中国ECプラットフォーム間の戦略的連携強化、小紅書と天猫が新たな協業を発表
(中国)
上海発
2025年05月14日
アリババが運営するEC(電子商取引)プラットフォーム淘宝(タオバオ)傘下の天猫(Tmall)と、若者を中心に人気がある、ライフスタイル共有プラットフォームの小紅書(RED)が5月7日、「紅猫計画」と称する戦略的協業を発表した。両社は、コンテンツから購買へのシームレスな接続を実現し、EC市場における新たな成長モデルを構築する方針を示した。
今回の協業では、RED上の商品広告記事に「広告リンク」機能を追加し、ユーザーが直接、タオバオの店舗ページ(APP)に遷移できる仕組みを導入。これにより、従来の商品宣伝から購買までのプロセスをプラットフォーム間で一元化し、コンバージョン率の向上を図る。

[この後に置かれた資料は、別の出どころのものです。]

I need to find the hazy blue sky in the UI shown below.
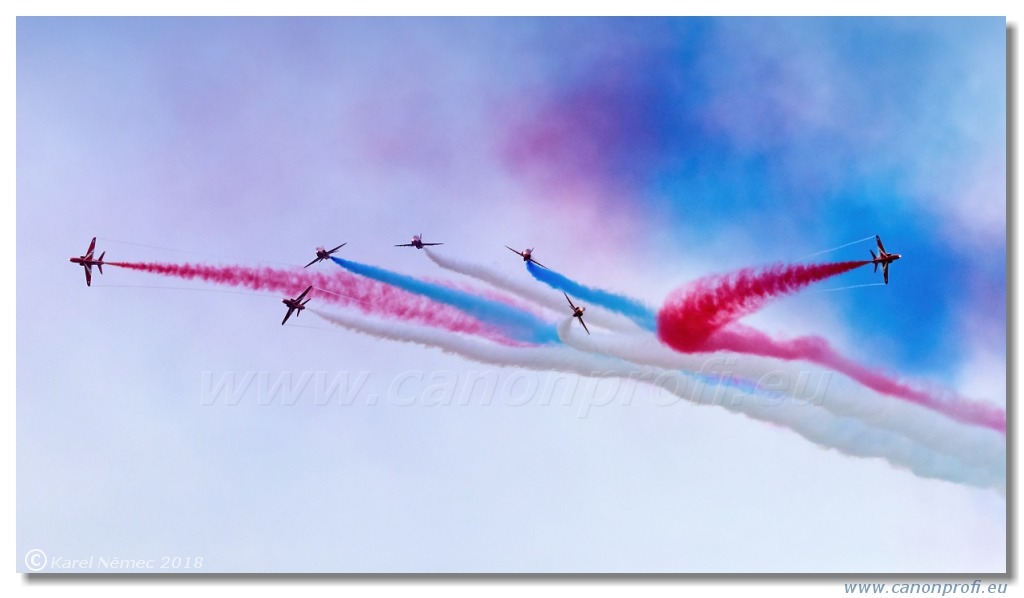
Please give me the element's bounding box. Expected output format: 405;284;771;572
16;18;1007;572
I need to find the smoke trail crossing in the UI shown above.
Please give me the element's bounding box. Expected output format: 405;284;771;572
423;249;636;332
657;261;870;351
331;256;560;344
108;262;501;339
526;261;656;332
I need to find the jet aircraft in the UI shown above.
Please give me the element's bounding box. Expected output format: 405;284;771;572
505;245;548;269
868;234;903;285
395;232;444;249
71;237;106;287
281;285;313;326
562;291;590;334
302;243;348;268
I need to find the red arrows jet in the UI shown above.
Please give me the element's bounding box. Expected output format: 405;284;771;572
562;291;590;334
302;243;348;268
395;232;444;249
281;285;313;326
505;245;548;269
71;237;106;287
868;234;903;285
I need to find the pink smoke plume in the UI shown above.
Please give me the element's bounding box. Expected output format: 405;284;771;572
106;262;510;343
705;325;1007;434
657;261;1007;434
657;261;871;352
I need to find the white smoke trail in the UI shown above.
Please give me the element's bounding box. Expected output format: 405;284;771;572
558;319;1006;489
423;248;640;332
794;236;874;261
312;309;1006;493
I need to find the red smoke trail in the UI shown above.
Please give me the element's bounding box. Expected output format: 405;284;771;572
703;325;1007;434
105;262;508;343
657;261;871;352
657;261;1007;434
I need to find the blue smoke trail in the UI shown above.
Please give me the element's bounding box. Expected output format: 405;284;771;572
526;261;657;332
331;256;561;344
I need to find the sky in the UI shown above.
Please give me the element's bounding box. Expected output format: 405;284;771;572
16;17;1007;573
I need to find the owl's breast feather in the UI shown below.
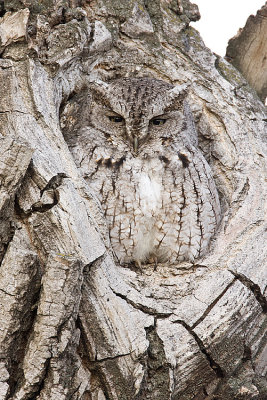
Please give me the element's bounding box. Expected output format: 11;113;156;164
137;172;162;216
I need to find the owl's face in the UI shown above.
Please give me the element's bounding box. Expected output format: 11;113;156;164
90;78;187;154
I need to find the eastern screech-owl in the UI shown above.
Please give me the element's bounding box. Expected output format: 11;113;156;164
61;78;220;265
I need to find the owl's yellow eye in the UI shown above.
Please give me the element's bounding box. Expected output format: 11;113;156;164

中国のEC市場は急成長を遂げている。中国国家統計局によると、2024年の全国オンライン小売総額は前年比7.2%増の15兆2,287億元(約304兆5,740億円、1元=約20円)となり、社会消費品小売総額(48兆3,345億元)全体の約3割を占めた。消費のデジタル化が加速している。

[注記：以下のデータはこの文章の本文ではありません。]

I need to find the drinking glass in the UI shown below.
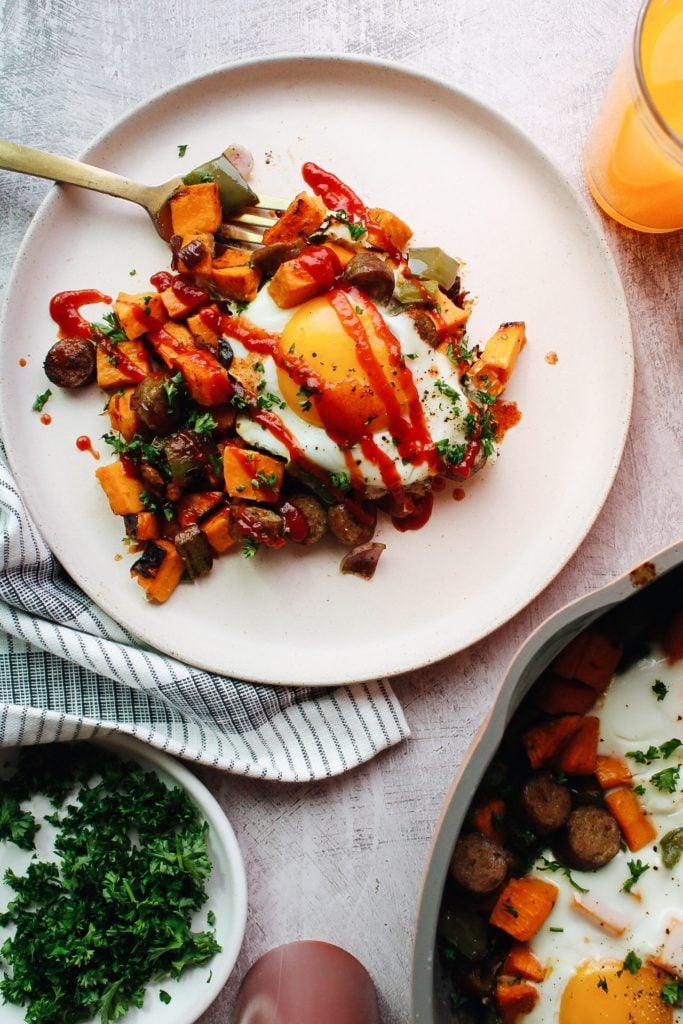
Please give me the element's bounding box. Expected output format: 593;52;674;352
585;0;683;232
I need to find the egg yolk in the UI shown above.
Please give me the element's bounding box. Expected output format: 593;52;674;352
279;295;409;443
559;961;674;1024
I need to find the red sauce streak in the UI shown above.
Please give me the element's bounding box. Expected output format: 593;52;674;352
280;502;310;544
494;399;522;441
76;434;99;459
391;492;434;534
449;439;481;480
150;270;173;292
301;163;368;221
171;274;209;312
297;246;343;291
50;288;112;341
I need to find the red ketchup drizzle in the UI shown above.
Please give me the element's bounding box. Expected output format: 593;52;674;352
391;492;434;534
280;502;309;544
50;288;112;341
150;270;173;292
76;434;99;459
301;163;368;221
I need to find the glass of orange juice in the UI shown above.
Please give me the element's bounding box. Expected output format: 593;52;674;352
585;0;683;231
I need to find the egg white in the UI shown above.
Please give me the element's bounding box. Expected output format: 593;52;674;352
230;289;469;493
522;652;683;1024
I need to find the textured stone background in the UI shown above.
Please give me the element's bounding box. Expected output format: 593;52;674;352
0;0;683;1024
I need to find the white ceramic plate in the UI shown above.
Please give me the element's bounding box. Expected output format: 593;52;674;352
0;51;633;685
0;736;247;1024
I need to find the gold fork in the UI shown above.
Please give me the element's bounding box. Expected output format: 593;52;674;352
0;139;287;245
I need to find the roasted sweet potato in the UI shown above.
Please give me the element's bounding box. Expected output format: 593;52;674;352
95;460;144;515
263;193;329;246
171;181;223;238
223;444;285;504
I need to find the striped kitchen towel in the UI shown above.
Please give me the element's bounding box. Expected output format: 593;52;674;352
0;442;409;781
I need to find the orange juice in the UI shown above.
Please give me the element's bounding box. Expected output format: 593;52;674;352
586;0;683;231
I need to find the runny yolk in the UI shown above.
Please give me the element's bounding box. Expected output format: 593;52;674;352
279;296;409;441
559;961;674;1024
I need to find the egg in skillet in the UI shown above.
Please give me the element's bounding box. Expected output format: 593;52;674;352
519;651;683;1024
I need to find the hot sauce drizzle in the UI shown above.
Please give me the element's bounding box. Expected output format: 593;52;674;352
76;434;99;459
50;288;112;341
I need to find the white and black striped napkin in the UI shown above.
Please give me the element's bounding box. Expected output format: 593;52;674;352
0;442;409;781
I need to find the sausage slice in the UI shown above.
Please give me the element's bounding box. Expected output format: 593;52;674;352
451;833;509;896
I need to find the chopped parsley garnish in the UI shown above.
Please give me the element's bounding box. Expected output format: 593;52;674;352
539;857;590;893
31;387;52;413
435;437;467;466
624;949;643;974
332;210;368;242
256;391;286;409
187;409;218;437
622;860;650;893
650;765;683;793
652;679;669;700
242;537;259;558
626;739;683;765
90;313;128;345
330;472;351;490
163;373;184;409
659;981;683;1007
434;378;462;406
0;743;220;1024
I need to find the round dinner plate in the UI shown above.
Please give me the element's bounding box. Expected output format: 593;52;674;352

REDとTmallによる今回の連携は、コンテンツとECの融合による新たな消費体験を提供するとともに、中国EC市場のさらなる成熟を示す事例となった。その背景には、政府の政策支援もある。商務部は2024年4月に「デジタルビジネス3年行動計画(2024~2026年)」を推進し、同計画では、デジタルビジネスのエコシステム構築、ビジネスのデジタル化、ネットワーク化、スマート化のレベルアップを図るとしている(2024年5月10日記事参照)。